Why it’s important
Splitting our dataset into training, validation, and test datasets is vital for ensuring a generalised model that is not overfitted to the problem. By hiding records from the model, we can be sure that a model has understood the patterns within the data and has learnt what to look for. By splitting the data into 3 parts, we can assess performance at multiple stages and feel confident we have identified the most accurate model.
Types of dataset splits
Each of the following dataset splits is a sample of the population dataset. Samples should always be as representative of the population as possible, with minimum bias. Let’s look at the purpose of each dataset:
Train dataset – This split is used to train the model. This is the data that the model sees, and where it learns patterns and relationships from.
Validation dataset – This split is used when comparing the performance of a given model, across different hyperparameter permutations. We are checking here to see how well it has learnt the patterns and relationships from the ‘train’ dataset. This split is re-used when tuning a model and tweaking its hyperparameters. The model sees this data, but does not learn from it.
Test dataset – This split is used to test the performance of multiple finalised models. Here we are assessing which of the tuned models has learnt the patterns and relationships of the data the best. As this is the final step in deciding which model to use, the test set is often curated, ensuring it accurately covers all variances within the population. Again, models only see this data, but do not learn from it.
How to split the data
Now that we are familiar with the types of dataset splits, the next step is to decide what proportion of the population should be assigned to each split.
Typically we would split train, validation, and test as 60%, 20%, and 20%, but this can be adjusted. If we have a simple model with few hyper-parameters, the validation data can be shrunk. Similarly, if we are working with big data (1m+ records), it’s reasonable to reduce both validation and test datasets, provided they continue to cover the variance of the population.

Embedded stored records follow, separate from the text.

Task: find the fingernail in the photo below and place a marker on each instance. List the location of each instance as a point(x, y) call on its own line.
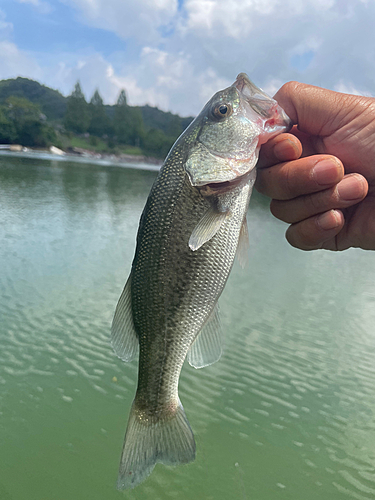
point(350, 188)
point(284, 149)
point(327, 172)
point(328, 220)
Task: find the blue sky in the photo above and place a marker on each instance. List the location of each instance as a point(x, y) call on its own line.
point(176, 53)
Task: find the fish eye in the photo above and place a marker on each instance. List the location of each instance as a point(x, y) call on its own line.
point(222, 111)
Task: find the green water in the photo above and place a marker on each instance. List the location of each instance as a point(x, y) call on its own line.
point(287, 413)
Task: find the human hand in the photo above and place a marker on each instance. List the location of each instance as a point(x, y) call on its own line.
point(328, 198)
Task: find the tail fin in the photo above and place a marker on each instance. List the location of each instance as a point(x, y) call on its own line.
point(168, 440)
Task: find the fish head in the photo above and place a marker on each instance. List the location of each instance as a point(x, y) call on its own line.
point(225, 138)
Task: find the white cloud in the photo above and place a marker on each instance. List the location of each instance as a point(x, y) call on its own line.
point(42, 7)
point(6, 27)
point(141, 19)
point(177, 58)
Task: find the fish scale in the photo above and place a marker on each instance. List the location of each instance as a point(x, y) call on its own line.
point(190, 231)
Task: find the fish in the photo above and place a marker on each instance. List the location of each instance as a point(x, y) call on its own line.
point(191, 228)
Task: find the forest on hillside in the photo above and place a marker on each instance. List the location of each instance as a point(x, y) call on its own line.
point(34, 115)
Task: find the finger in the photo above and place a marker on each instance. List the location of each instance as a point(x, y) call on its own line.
point(316, 232)
point(286, 181)
point(350, 190)
point(317, 111)
point(284, 147)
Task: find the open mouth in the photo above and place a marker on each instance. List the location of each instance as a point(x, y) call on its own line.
point(223, 187)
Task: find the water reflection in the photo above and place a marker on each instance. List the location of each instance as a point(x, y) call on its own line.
point(289, 410)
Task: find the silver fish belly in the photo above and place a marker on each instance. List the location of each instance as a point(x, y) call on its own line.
point(187, 241)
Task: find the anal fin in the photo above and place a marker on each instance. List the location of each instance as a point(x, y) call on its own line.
point(207, 347)
point(243, 245)
point(206, 228)
point(124, 339)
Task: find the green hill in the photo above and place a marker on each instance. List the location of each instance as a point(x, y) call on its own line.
point(32, 114)
point(51, 102)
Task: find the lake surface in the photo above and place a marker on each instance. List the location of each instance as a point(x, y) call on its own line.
point(287, 413)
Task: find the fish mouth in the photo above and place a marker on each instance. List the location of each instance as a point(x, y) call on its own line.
point(265, 106)
point(225, 186)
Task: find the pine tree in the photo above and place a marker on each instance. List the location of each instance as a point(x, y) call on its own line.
point(128, 122)
point(77, 118)
point(99, 121)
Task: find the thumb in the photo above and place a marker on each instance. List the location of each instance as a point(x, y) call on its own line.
point(317, 111)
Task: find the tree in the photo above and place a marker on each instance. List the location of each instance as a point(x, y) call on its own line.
point(99, 121)
point(8, 132)
point(156, 143)
point(28, 125)
point(128, 122)
point(77, 117)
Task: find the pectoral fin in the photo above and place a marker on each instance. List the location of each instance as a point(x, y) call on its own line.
point(124, 339)
point(243, 245)
point(206, 348)
point(206, 228)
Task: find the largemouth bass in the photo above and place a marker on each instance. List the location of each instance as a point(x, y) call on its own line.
point(191, 228)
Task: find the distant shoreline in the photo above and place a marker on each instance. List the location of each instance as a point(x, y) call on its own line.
point(123, 160)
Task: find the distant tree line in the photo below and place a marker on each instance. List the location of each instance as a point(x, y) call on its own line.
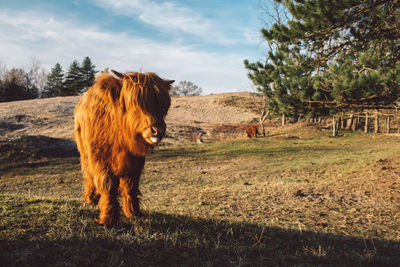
point(21, 84)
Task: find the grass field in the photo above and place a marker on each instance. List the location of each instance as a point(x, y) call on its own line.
point(279, 200)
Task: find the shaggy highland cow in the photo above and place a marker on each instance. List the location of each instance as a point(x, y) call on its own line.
point(252, 131)
point(117, 121)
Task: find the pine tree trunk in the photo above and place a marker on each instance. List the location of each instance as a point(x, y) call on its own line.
point(354, 124)
point(349, 122)
point(342, 120)
point(334, 128)
point(376, 128)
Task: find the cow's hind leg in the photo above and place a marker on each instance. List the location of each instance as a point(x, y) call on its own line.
point(108, 203)
point(89, 194)
point(129, 189)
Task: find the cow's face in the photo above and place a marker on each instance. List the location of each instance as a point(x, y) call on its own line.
point(146, 101)
point(154, 133)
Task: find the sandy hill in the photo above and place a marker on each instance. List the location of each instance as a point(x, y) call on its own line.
point(189, 117)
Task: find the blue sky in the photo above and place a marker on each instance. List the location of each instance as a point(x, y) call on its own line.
point(202, 41)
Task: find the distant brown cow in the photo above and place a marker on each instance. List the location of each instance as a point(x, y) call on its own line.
point(252, 131)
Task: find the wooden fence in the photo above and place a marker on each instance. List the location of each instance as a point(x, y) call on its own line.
point(377, 121)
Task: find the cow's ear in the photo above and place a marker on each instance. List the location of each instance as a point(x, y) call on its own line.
point(118, 74)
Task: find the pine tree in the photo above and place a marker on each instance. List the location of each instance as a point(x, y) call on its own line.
point(55, 82)
point(330, 56)
point(88, 72)
point(74, 81)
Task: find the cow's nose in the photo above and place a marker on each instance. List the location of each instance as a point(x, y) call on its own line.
point(154, 131)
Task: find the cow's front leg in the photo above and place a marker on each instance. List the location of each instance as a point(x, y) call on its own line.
point(129, 188)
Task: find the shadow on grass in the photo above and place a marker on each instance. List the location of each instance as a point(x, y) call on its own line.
point(170, 240)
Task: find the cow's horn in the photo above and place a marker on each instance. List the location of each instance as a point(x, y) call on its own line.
point(116, 73)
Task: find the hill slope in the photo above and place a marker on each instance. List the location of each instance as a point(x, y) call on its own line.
point(188, 115)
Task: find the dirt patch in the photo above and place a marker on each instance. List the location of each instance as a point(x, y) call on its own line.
point(189, 118)
point(37, 147)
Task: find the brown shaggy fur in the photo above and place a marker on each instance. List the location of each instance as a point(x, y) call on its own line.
point(252, 131)
point(117, 121)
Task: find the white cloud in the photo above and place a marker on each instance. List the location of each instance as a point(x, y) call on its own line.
point(170, 17)
point(25, 35)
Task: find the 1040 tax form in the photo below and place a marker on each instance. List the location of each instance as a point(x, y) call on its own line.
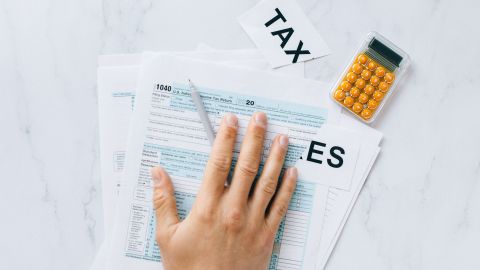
point(167, 131)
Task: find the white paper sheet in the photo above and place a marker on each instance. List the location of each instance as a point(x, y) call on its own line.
point(282, 31)
point(116, 90)
point(297, 70)
point(340, 202)
point(331, 157)
point(130, 248)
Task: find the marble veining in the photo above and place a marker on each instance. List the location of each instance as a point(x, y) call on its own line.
point(420, 208)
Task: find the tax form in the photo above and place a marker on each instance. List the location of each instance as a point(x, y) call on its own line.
point(166, 130)
point(116, 95)
point(117, 84)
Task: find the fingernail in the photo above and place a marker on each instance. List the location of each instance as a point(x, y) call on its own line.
point(292, 173)
point(157, 181)
point(283, 140)
point(231, 120)
point(261, 119)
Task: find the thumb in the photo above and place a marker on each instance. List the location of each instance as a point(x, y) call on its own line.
point(163, 203)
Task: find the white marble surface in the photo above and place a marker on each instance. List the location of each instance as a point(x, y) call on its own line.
point(420, 208)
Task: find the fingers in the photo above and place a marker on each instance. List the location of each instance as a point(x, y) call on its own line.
point(281, 201)
point(218, 166)
point(267, 184)
point(163, 203)
point(249, 158)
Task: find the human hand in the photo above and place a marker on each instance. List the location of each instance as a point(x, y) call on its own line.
point(228, 227)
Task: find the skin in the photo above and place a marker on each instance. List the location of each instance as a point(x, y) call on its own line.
point(228, 227)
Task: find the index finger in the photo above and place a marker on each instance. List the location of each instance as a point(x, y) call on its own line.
point(218, 166)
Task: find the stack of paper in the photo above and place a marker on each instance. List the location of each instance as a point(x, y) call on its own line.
point(147, 118)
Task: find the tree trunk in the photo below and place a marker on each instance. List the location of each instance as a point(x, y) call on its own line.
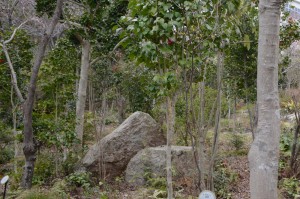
point(170, 132)
point(264, 152)
point(217, 121)
point(29, 146)
point(82, 88)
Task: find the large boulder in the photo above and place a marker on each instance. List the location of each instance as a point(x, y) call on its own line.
point(112, 153)
point(150, 163)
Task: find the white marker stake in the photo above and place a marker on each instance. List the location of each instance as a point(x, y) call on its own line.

It is also common to use cross-validation, which works well when the population dataset is small. This iteratively trains and validates the model on different “folds” within the training data, that alternate between use as training and validation splits.
There are automated ways of performing a simple train/test split, and cross-validation in sklearn that you can read about here.
Splitting the dataset is a necessary process in the majority of model development projects. We have learnt about why it’s important, the different splits and their purposes, and how we perform the split.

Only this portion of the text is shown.